Note: you can think of context_window as a max num_tokens your model can process at one go. since  we are feeding the model 8 tokens (numz-tokens = 8), context_window anything above 8 will do. 


In [8]:
mha = FromScratchMultiheadAttention(context_window=1024,   # see the above note.
                                    embed_dim=embed_dim,
                                    num_heads=num_heads,
                                    dropout=0.)


with torch.no_grad():
    PART_TWO_RESULT,attn_output_weights_part_two = mha(input_to_produce_Q,input_to_produce_K,input_to_produce_V)
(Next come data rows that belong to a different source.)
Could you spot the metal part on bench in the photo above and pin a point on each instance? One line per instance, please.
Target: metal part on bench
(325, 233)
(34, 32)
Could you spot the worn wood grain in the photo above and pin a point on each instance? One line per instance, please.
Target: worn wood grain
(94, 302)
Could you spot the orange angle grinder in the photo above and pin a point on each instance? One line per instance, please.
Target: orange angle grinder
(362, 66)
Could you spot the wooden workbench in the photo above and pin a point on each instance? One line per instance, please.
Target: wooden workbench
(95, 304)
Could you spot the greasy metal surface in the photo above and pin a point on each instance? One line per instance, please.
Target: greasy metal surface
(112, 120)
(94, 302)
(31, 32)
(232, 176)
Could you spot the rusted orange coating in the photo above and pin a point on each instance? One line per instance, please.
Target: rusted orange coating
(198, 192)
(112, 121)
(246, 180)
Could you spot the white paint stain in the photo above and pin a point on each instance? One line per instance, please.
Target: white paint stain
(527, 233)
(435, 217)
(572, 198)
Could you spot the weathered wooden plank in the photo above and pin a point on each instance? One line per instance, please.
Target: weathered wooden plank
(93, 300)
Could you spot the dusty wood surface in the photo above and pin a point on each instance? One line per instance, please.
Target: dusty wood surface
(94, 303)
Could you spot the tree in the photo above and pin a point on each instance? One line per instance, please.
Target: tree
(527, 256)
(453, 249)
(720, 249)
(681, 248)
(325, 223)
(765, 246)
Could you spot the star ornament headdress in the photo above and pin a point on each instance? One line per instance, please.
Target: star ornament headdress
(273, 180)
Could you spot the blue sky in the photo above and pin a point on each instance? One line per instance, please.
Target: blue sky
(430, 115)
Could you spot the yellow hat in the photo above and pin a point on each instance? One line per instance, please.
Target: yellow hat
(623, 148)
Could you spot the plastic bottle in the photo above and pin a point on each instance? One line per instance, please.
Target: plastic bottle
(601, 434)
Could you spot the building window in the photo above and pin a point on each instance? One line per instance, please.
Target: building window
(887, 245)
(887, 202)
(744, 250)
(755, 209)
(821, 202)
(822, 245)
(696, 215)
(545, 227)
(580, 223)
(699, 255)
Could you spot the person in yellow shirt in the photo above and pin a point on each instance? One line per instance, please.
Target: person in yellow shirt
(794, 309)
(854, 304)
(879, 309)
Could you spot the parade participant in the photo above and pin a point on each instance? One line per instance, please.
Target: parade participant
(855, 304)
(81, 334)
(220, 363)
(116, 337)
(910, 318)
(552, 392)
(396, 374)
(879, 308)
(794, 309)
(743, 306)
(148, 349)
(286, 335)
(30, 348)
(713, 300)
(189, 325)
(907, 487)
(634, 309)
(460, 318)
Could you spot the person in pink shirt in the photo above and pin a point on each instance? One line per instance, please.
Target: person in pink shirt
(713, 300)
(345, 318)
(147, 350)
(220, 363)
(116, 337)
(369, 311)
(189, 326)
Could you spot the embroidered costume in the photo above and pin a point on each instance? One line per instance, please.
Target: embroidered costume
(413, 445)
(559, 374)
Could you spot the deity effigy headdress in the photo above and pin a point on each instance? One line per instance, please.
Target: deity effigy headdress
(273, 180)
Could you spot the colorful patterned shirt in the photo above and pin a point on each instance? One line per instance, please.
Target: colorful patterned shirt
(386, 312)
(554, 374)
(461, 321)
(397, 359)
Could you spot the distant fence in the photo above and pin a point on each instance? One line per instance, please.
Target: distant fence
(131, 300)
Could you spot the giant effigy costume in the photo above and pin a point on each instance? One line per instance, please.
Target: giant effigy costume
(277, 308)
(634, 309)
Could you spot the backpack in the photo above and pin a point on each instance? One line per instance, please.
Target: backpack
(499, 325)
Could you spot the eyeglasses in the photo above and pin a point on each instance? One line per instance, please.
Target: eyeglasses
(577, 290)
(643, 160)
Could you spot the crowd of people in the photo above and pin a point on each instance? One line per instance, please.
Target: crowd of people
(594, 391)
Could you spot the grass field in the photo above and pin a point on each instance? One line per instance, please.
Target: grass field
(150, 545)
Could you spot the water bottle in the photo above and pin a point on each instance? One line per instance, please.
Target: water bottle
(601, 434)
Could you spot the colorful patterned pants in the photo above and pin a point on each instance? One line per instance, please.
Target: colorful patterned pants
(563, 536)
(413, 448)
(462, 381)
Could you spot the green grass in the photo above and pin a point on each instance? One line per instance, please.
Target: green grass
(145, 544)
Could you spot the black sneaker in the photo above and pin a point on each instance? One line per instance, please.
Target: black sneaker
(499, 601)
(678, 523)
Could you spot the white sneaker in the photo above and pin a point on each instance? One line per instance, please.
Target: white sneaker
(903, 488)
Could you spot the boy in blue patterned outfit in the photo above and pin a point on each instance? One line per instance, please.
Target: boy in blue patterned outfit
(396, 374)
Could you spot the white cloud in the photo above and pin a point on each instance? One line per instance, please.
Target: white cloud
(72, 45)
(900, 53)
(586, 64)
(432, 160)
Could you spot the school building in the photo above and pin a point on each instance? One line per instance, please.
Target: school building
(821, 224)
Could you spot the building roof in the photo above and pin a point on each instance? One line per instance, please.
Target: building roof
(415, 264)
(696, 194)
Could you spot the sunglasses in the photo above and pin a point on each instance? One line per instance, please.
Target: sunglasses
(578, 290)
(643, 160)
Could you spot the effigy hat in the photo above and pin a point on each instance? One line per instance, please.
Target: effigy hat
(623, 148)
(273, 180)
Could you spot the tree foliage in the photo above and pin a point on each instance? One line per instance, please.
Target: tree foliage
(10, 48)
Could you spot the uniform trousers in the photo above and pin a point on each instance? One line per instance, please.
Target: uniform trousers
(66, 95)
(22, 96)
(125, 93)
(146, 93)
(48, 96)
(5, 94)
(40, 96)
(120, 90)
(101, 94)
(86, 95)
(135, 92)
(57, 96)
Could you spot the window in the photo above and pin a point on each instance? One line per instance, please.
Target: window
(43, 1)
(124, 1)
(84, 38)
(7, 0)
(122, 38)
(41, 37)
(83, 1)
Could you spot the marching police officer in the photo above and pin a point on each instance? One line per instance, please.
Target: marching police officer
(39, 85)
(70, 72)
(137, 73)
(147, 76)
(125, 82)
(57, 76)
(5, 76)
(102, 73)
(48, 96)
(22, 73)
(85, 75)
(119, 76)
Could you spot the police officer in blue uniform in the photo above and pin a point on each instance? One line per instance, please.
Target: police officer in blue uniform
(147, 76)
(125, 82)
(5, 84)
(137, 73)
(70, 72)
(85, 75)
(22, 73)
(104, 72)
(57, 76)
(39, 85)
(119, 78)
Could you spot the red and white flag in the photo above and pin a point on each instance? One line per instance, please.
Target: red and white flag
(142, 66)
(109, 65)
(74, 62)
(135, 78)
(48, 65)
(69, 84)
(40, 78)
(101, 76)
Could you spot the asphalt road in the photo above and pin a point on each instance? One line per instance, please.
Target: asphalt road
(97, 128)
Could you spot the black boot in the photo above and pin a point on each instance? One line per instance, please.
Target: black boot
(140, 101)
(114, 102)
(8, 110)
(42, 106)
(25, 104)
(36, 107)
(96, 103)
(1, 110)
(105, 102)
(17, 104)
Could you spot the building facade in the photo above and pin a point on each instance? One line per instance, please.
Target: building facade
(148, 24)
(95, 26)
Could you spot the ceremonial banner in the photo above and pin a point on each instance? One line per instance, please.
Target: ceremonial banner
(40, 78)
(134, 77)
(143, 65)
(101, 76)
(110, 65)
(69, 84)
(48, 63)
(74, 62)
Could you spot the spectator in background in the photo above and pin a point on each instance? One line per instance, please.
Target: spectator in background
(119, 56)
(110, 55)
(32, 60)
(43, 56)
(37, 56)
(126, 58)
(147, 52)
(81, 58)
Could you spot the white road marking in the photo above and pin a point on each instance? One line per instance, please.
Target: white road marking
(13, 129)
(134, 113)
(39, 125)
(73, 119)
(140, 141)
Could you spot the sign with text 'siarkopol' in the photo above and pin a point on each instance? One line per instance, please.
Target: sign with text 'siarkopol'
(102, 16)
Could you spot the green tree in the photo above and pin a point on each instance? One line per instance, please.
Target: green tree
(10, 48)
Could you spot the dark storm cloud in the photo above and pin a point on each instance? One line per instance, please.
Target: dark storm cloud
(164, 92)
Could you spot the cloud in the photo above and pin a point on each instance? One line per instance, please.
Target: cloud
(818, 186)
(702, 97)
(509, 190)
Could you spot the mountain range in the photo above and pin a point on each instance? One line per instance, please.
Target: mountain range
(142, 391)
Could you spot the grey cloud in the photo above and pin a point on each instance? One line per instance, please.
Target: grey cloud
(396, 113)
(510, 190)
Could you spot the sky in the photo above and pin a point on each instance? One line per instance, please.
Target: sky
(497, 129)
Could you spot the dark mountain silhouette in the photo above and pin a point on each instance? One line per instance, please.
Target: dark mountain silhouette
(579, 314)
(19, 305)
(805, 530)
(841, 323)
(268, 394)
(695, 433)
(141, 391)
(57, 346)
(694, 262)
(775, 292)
print('PART TWO RESULT :')
print(PART_TWO_RESULT)
print(PART_TWO_RESULT.shape)

print('----'*20)

print('PART TWO ATTENTION OUTPUT WEIGHTS :')
print(attn_output_weights_part_two)    # Notice pytorch doesn't return attn_output_weights for each single head separately, rather it takes the average across the heads. 
print(attn_output_weights_part_two.shape)

PART TWO RESULT :
tensor([[[ 0.3536, -0.5042, -0.0514,  0.3310],
         [ 0.2896, -0.5853, -0.0499,  0.3369],
         [ 0.3767, -0.5305, -0.0452,  0.3406],
         [ 0.1185, -0.5664, -0.0260,  0.2704]]])
torch.Size([1, 4, 4])
--------------------------------------------------------------------------------
PART TWO ATTENTION OUTPUT WEIGHTS :
tensor([[[[1.0000, 0.0000, 0.0000, 0.0000],
          [0.6564, 0.3436, 0.0000, 0.0000],
          [0.3431, 0.2247, 0.4322, 0.0000],
          [0.2558, 0.2385, 0.2509, 0.2548]],

         [[1.0000, 0.0000, 0.0000, 0.0000],
          [0.5388, 0.4612, 0.0000, 0.0000],
          [0.3169, 0.2959, 0.3872, 0.0000],
          [0.2158, 0.1890, 0.1628, 0.4324]]]])
torch.Size([1, 2, 4, 4])


In [9]:
attn_output_weights_part_two = attn_output_weights_part_two.mean(dim=1)   # taking average across heads dimension.
attn_output_weights_part_two

tensor([[[1.0000, 0.0000, 0.0000, 0.0000],
         [0.5976, 0.4024, 0.0000, 0.0000],
         [0.3300, 0.2603, 0.4097, 0.0000],
         [0.2358, 0.2138, 0.2068, 0.3436]]])

# Validation

### Comparing `PART_ONE_RESULT` with `PART_TWO_RESULT`

In [10]:
print(f'Output of PART ONE :\n\n{PART_ONE_RESULT}')
print('---'*30)
print(f'Output of PART TWO :\n\n{PART_TWO_RESULT}')
print('---'*30)
print(f'\nPART ONE is equal to PART TWO ? {torch.allclose(PART_ONE_RESULT, PART_TWO_RESULT)}')


Output of PART ONE :

tensor([[[ 0.3536, -0.5042, -0.0514,  0.3310],
         [ 0.2896, -0.5853, -0.0499,  0.3369],
         [ 0.3767, -0.5305, -0.0452,  0.3406],
         [ 0.1185, -0.5664, -0.0260,  0.2704]]])
------------------------------------------------------------------------------------------
Output of PART TWO :

tensor([[[ 0.3536, -0.5042, -0.0514,  0.3310],
         [ 0.2896, -0.5853, -0.0499,  0.3369],
         [ 0.3767, -0.5305, -0.0452,  0.3406],
         [ 0.1185, -0.5664, -0.0260,  0.2704]]])
------------------------------------------------------------------------------------------

PART ONE is equal to PART TWO ? True


### Comparing `attn_output_weights_part_one` with `attn_output_weights_part_two`

In [11]:
print(f'Output of PART ONE :\n\n{attn_output_weights_part_one}')
print('---'*30)
print(f'Output of PART TWO :\n\n{attn_output_weights_part_two}')
print('---'*30)
print(f'\nPART ONE is equal to PART TWO ? {torch.allclose(attn_output_weights_part_one, attn_output_weights_part_two)}')

Output of PART ONE :

tensor([[[1.0000, 0.0000, 0.0000, 0.0000],
         [0.5976, 0.4024, 0.0000, 0.0000],
         [0.3300, 0.2603, 0.4097, 0.0000],
         [0.2358, 0.2138, 0.2068, 0.3436]]])
------------------------------------------------------------------------------------------
Output of PART TWO :

tensor([[[1.0000, 0.0000, 0.0000, 0.0000],
         [0.5976, 0.4024, 0.0000, 0.0000],
         [0.3300, 0.2603, 0.4097, 0.0000],
         [0.2358, 0.2138, 0.2068, 0.3436]]])
------------------------------------------------------------------------------------------

PART ONE is equal to PART TWO ? True


# Afterwords 

We can feel comfortable proceeding with `nn.MultiheadAttention`, knowing exactly how the math is calculated.